Les objectifs et raisons de cette révision étaient les suivants : - le PLU d’Héricy a été approuvé avant la promulgation de la loi ALUR, du Schéma directeur de la Région Ile de France, et du Schéma de cohérence territoriale (SCOT) de Fontainebleau et sa région,
- il était souhaitable que le document d'urbanisme communal prenne en compte les conséquences des dispositions de la loi ALUR sur l'évolution de la structure du tissu urbain d'Héricy,
- par ailleurs, le SCoT de Fontainebleau module de façon différenciée les objectifs généraux de développement du territoire selon les communautés de communes et selon les communes elles-mêmes ; la prise en compte de ces objectifs pour Héricy nécessite une modification du PADD communal,
- enfin la préservation du patrimoine, de la qualité architecturale et de l'environnement, gagneront à une analyse plus fine des zones urbanisées et des textes de règlement qui les concernent.
Le conseil communautaire du Pays de Fontainebleau a débattu des orientations générales du Projet d'Aménagement et de Développement Durable (PADD) en date du 29 juin 2017.
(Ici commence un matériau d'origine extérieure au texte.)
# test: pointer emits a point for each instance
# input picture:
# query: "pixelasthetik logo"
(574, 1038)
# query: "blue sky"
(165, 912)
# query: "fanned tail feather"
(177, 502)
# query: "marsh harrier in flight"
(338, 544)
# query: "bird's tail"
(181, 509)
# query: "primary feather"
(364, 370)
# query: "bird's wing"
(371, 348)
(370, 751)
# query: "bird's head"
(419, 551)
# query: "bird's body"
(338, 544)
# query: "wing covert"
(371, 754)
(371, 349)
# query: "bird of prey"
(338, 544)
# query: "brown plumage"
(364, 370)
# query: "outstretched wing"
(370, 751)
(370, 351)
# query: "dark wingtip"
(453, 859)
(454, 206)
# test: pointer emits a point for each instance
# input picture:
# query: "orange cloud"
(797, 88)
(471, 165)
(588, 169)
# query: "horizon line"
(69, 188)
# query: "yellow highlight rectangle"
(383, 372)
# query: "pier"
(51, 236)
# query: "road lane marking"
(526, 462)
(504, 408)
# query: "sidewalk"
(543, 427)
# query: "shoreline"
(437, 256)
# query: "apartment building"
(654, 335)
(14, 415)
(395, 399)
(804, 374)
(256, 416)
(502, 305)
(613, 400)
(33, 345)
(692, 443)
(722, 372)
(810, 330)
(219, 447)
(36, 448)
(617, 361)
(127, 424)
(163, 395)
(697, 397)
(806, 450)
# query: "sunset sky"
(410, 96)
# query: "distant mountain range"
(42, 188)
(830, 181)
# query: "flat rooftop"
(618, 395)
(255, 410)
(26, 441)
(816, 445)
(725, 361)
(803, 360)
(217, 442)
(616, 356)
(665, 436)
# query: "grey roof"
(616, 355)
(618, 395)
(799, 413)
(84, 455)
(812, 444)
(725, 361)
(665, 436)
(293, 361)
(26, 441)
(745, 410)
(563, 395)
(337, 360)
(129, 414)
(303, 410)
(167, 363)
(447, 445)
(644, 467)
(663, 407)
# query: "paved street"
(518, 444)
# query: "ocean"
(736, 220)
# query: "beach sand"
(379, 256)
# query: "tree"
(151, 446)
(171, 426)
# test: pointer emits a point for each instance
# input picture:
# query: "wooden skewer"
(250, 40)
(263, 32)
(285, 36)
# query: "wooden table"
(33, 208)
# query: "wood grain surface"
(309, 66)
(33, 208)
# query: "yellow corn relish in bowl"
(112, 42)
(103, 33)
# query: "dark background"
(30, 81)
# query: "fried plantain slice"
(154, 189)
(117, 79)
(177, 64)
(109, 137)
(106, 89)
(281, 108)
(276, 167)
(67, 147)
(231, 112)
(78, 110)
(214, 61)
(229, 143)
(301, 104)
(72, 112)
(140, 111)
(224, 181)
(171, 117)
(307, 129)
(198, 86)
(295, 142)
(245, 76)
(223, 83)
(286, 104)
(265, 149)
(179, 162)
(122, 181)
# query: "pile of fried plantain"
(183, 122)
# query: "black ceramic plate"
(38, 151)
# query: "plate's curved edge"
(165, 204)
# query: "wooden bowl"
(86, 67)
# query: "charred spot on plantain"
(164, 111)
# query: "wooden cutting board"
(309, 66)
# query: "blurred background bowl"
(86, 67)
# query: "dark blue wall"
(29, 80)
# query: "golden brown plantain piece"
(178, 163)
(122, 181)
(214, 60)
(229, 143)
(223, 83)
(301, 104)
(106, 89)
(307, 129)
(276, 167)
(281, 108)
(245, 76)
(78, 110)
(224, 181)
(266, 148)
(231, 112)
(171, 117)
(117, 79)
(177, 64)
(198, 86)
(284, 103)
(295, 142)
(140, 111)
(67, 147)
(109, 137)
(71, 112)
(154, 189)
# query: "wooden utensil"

Page 90 sur 99Pour rappel, les orientations générales du PADD sont de :
- préserver les terres agricoles,
- promouvoir une utilisation économe et équilibrée de l'espace en contenant l'urbanisation dans l'enveloppe bâtie existante et une extension modérée et qualitative,
- _œuvrer pour le maintien et la création de commerces de proximité, - favoriser l’utilisation des énergies renouvelables et des déplacements doux, - protéger les espaces forestiers,
- prendre en compte les risques naturels,
- conserver un cadre de vie de qualité et poursuivre l'aménagement du centre-bourg, - satisfaire les besoins en logements diversifiés, en des localisations et des proportions compatibles avec là sauvegarde de ce cadre de vie.
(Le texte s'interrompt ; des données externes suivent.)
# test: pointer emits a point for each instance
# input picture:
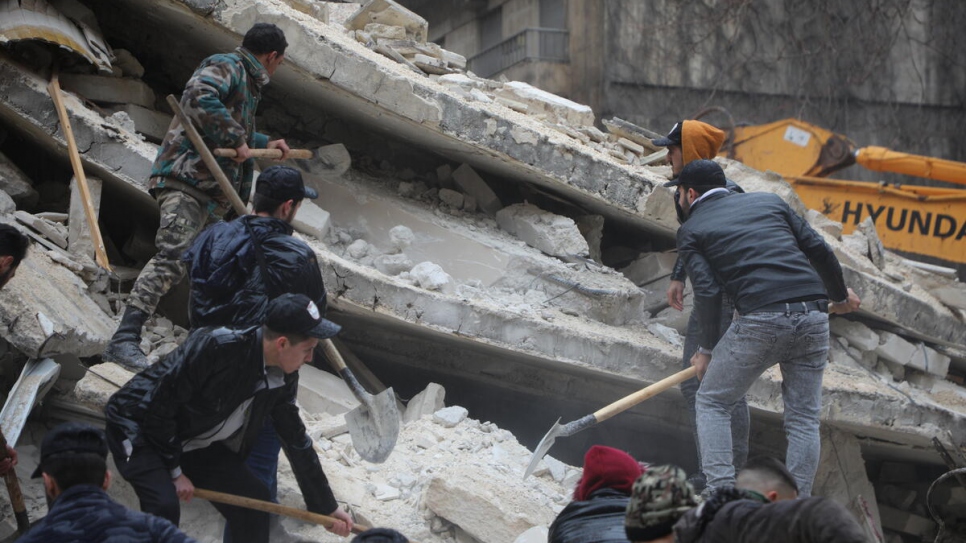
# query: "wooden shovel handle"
(266, 153)
(270, 507)
(630, 401)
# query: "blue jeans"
(740, 419)
(798, 342)
(263, 462)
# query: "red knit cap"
(606, 467)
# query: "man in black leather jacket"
(236, 267)
(686, 142)
(191, 418)
(780, 274)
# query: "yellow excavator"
(911, 219)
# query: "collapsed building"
(489, 238)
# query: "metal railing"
(545, 44)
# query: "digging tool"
(374, 424)
(270, 507)
(207, 157)
(621, 405)
(13, 488)
(328, 160)
(100, 254)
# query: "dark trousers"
(212, 468)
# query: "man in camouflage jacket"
(220, 98)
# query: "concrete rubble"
(493, 247)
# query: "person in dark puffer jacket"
(73, 464)
(600, 498)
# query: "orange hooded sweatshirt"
(699, 140)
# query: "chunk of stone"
(393, 264)
(553, 234)
(876, 250)
(537, 534)
(666, 333)
(52, 231)
(894, 349)
(468, 499)
(153, 124)
(450, 416)
(390, 13)
(358, 249)
(322, 392)
(821, 222)
(79, 240)
(432, 277)
(312, 220)
(109, 90)
(930, 361)
(400, 238)
(17, 185)
(857, 334)
(556, 108)
(472, 184)
(392, 32)
(451, 198)
(650, 267)
(427, 402)
(128, 62)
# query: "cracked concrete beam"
(106, 150)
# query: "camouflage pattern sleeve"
(205, 97)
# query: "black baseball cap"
(70, 438)
(673, 137)
(298, 314)
(283, 183)
(700, 173)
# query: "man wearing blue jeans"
(780, 274)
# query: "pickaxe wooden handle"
(267, 153)
(13, 488)
(270, 507)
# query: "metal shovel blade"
(374, 426)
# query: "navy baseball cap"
(673, 137)
(298, 314)
(283, 183)
(700, 173)
(70, 438)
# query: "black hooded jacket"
(230, 286)
(755, 248)
(599, 519)
(735, 519)
(196, 388)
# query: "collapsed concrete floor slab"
(516, 336)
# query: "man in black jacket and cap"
(237, 267)
(781, 275)
(191, 418)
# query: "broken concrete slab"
(45, 310)
(17, 185)
(555, 235)
(109, 90)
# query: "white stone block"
(450, 416)
(312, 220)
(858, 335)
(472, 184)
(553, 234)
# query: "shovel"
(621, 405)
(374, 424)
(328, 160)
(16, 497)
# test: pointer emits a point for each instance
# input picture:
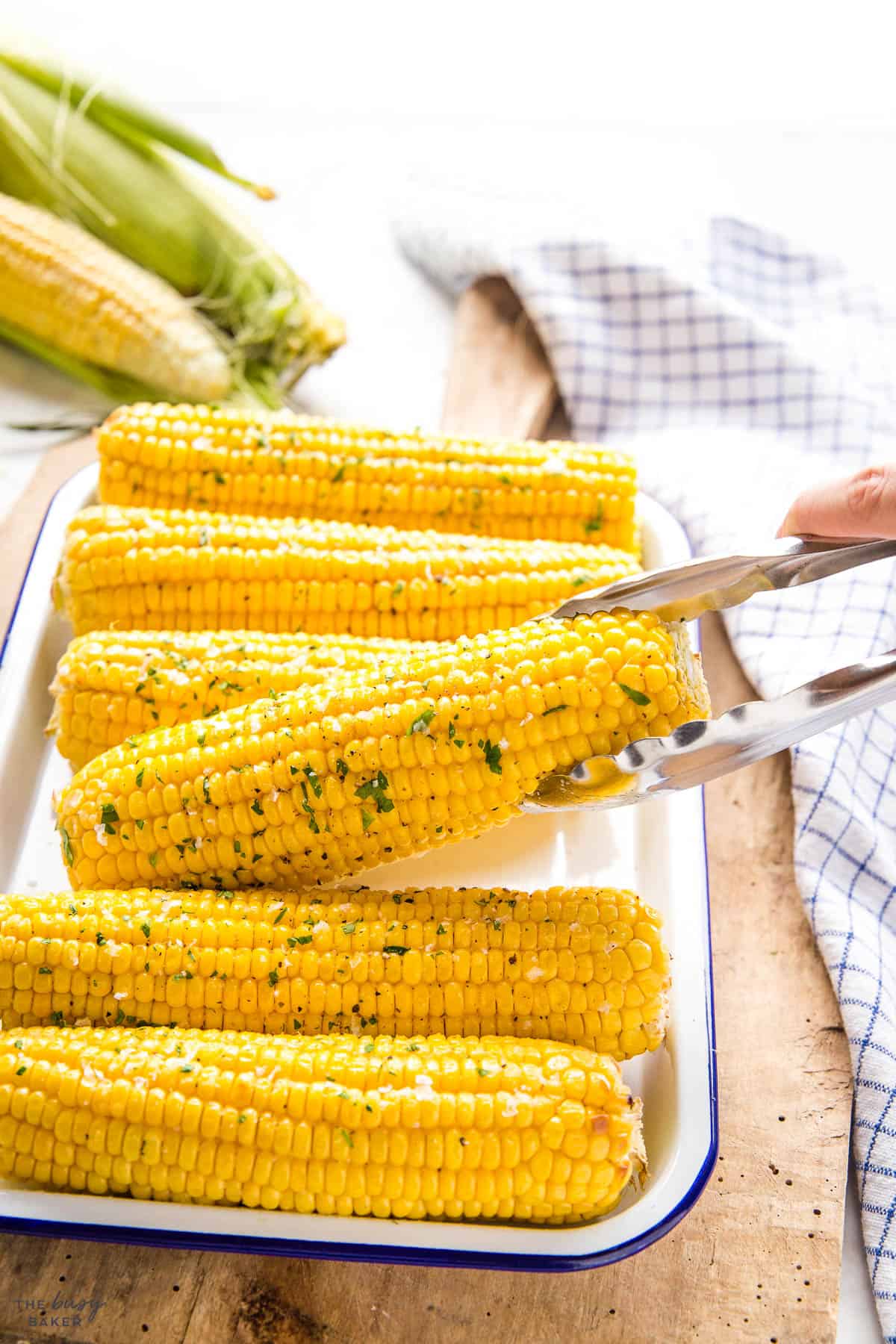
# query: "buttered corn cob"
(391, 1128)
(326, 781)
(77, 302)
(581, 965)
(281, 464)
(156, 569)
(113, 685)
Conformément aux articles L. 103-2 à L. 103-6 du code de l'urbanisme et aux engagements pris lors du conseil municipal du 17 avril 2015, la procédure de révision du PLU a fait l'objet d'une concertation préalable avec les habitants, les associations locales et toute autre personne concernée, par :
- l'organisation de réunions publiques,
- la mise à disposition en mairie d’un dossier de révision et d’un registre permettant de recueillir l'avis du public pendant toute la durée d'élaboration du projet de révision,
- la réalisation d'une campagne d'information générale par voie d'affichage et de publications dans le bulletin municipal et la publication des éléments de la révision sur le site internet de la commune,
- par les annonces parues sur ce sujet dans les journaux locaux en date du 28 janvier 2019.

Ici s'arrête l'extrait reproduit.